Olli Heinonen, qui a joué un rôle déterminant au sein de l’Agence il y a presque deux décennies, a également dit que les scientifiques nucléaires, à Téhéran, étaient en mesure de produire aujourd’hui suffisamment de matière fissile pour une bombe atomique dans les six mois – même si le temps nécessaire pour fabriquer un tel dispositif reste encore indéterminé.
Selon Heinonen, ancien directeur-général-adjoint de l’AIEA, une grande partie des archives sur le nucléaires découvertes par des agents du Mossad l’année dernière est restée en Iran, et seulement un cinquième d’entre elles ont été ramenées en Israël.
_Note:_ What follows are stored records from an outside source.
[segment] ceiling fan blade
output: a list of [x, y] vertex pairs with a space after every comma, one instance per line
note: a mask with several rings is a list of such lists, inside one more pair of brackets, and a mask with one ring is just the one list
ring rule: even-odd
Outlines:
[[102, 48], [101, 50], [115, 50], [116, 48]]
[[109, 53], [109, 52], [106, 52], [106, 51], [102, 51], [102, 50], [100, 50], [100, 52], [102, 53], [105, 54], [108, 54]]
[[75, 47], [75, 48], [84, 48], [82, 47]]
Au mois d’avril 2018, le Premier ministre Benjamin Netanyahu avait révélé une opération au cours de laquelle des agents du Mossad ont fait sortir d’un entrepôt de Téhéran environ 100 000 documents sur 55 000 pages sur 183 CD, qui prouvaient que la République islamique avait travaillé d’arrache-pied sur la fabrication d’une arme nucléaire.
« Il y a encore 80 % qui est resté derrière », a-t-il dit durant une conférence d’une heure prononcée devant un think-tank israélien.
Heinonen, qui a rencontré Netanyahu jeudi dans la soirée, a eu accès à certains des documents obtenus par Israël et a indiqué que l’information, combinée à des rapports officiels de l’AIEA, signalait que le programme nucléaire iranien « était allé substantiellement plus loin que ce qui avait été établi par Téhéran et conclu par l’Agence dans sa dernière évaluation du mois de décembre 2015 ».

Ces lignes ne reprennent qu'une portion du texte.